Robert Silverberg

A Time of Changes

For Terry and Carol Carr

Introduction

Somebody once wrote, so I am told, a novel that contains no word that uses the letter “e.” When I first heard about it, the idea gave me the shivers; for writing novels is hard enough work using one’s free range of vocabulary, and tossing in a handicap like that is enough to guarantee a case of terminal hiccups, at the very least. Spare me from the urge to attempt such stunts, I prayed.

And then, years later, I found myself embarked on a novel in which it was forbidden for any character to refer to himself in the first person.
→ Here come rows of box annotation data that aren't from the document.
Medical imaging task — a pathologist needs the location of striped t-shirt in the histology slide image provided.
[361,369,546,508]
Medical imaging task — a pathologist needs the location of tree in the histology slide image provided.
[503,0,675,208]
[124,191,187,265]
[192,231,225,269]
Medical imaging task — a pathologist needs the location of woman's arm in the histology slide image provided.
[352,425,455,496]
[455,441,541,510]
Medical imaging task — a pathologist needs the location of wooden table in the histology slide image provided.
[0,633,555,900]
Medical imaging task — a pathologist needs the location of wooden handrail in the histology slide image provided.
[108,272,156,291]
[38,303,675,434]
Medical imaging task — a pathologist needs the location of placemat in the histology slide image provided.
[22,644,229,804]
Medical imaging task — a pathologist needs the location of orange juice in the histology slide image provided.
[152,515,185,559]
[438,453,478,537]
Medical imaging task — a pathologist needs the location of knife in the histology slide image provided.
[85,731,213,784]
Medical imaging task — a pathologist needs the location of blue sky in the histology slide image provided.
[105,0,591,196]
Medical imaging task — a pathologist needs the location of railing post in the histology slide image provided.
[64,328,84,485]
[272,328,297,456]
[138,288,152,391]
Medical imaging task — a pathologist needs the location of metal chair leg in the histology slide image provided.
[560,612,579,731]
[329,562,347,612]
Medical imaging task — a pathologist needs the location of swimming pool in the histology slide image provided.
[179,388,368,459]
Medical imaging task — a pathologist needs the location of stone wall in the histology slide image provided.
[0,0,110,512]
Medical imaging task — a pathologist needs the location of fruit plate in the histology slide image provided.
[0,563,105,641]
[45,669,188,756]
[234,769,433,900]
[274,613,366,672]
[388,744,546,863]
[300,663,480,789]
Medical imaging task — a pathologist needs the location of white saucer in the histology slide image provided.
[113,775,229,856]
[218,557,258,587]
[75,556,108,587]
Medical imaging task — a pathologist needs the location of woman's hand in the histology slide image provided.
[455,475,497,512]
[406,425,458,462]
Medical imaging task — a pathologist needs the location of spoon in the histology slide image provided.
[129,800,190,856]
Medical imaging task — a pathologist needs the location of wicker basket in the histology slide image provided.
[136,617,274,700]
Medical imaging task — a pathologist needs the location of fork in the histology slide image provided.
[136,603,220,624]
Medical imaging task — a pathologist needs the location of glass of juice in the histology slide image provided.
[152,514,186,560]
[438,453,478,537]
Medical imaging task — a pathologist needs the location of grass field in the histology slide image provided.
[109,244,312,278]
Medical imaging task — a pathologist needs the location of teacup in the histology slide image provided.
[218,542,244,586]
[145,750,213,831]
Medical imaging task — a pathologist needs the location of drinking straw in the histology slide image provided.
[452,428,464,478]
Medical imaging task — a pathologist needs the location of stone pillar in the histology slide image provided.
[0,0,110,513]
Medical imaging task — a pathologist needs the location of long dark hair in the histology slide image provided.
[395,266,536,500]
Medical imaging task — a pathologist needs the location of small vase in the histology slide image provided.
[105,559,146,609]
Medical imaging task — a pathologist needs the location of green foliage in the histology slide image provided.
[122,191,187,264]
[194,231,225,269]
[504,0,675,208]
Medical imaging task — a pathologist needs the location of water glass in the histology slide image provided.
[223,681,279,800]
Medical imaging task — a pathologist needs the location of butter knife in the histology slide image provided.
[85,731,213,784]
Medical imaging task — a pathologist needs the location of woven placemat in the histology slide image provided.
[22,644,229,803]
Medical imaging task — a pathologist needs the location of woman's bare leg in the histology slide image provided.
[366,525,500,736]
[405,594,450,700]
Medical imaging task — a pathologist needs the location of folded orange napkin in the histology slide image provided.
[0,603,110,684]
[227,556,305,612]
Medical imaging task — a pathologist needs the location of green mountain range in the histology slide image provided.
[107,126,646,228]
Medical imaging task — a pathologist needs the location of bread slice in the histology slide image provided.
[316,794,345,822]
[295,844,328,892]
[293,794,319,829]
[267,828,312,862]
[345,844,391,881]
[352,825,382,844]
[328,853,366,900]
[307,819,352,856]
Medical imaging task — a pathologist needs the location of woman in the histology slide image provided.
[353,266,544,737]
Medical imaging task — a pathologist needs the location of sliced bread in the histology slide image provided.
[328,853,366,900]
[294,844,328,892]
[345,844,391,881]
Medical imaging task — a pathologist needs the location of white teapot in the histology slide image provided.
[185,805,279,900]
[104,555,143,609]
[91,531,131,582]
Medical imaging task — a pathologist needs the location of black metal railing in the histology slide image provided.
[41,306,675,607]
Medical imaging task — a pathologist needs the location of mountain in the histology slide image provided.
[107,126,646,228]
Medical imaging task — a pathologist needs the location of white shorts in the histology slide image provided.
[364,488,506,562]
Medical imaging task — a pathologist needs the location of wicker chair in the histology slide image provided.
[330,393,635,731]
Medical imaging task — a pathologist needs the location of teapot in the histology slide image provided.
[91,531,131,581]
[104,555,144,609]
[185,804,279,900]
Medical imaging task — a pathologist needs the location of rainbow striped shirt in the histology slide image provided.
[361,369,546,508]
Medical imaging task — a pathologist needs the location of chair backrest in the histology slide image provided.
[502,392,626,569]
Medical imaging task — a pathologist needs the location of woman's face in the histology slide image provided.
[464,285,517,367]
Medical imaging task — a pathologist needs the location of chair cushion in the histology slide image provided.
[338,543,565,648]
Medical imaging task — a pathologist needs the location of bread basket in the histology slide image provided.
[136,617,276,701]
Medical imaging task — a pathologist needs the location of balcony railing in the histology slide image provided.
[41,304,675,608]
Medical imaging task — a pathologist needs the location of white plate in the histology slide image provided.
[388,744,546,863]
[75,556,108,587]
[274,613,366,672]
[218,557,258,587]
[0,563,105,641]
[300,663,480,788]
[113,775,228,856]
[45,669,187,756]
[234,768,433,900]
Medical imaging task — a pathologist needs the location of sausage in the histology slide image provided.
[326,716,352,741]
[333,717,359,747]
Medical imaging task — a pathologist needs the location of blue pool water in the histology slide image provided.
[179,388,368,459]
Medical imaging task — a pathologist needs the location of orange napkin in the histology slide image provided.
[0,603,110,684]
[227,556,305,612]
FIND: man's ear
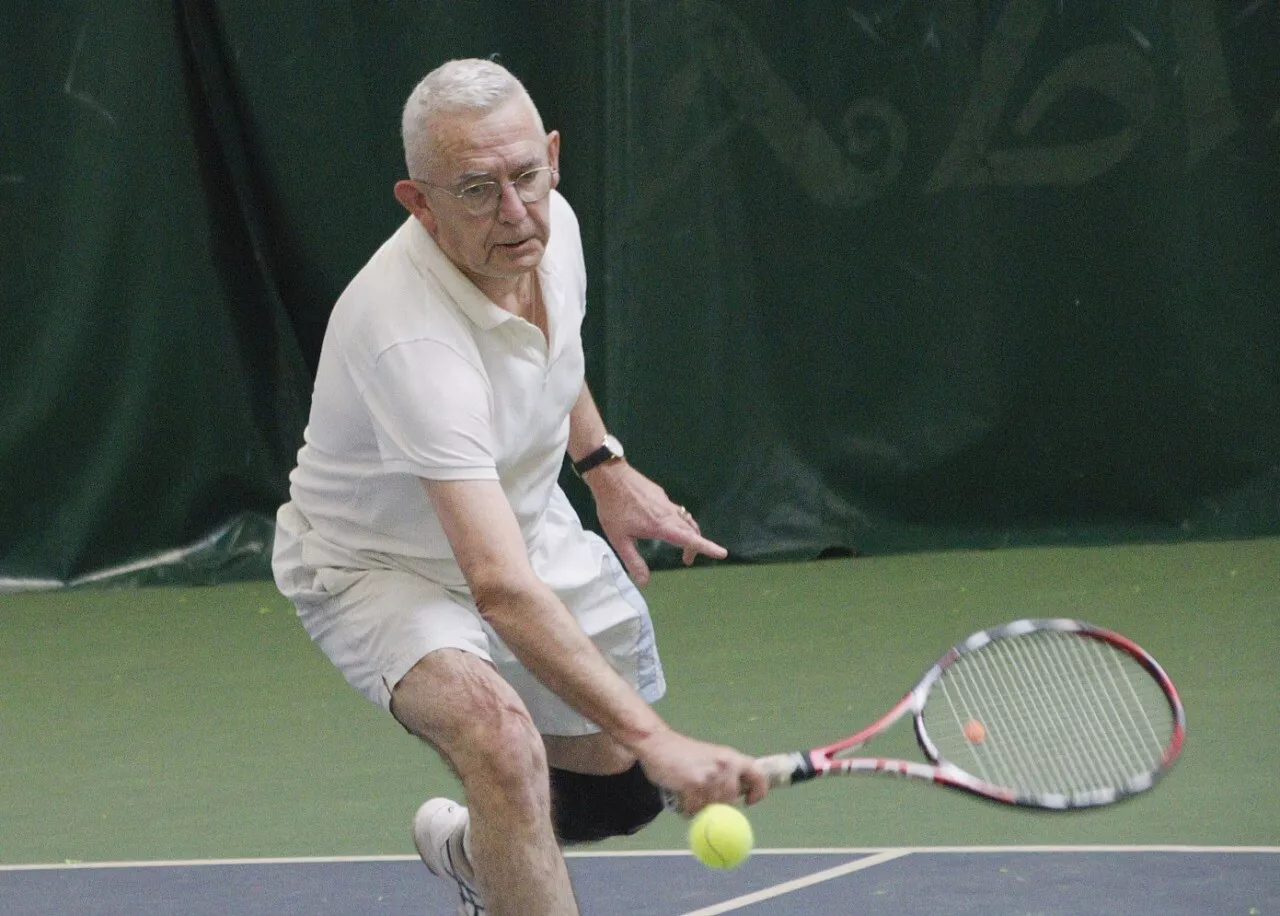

I had been working on it for a week or so, struggling against the strange constraint of avoiding the vertical pronoun, when I remembered that “e”-less novel. I broke into a sweat and wondered how I would ever get to the other end of my book with my sanity reasonably intact; and then I took a deep breath, told myself that I was writing my book this way neither as a stunt nor as an act of penance, and got back to work. And eventually finished the novel and had it published and won a Nebula award for it as the best science fiction book of 1971, and lived happily ever after, and I’ll never ask of myself a similar exercise again.

The purpose of avoiding the use of “I” in A Time of Changes is not to show my own cleverness, of course, but to represent, by a grammatical approximation in an equivalent language, the linguistic practices of an extraterrestrial culture so repressed, so enchained by rigorous self-effacement, that all references to self are taboo and must be handled euphemistically. It was not a particularly original notion — there are existing cultures on our own world, notably among the Eskimo, where first person singular is considered improper usage — but I thought it was reasonably new to science fiction.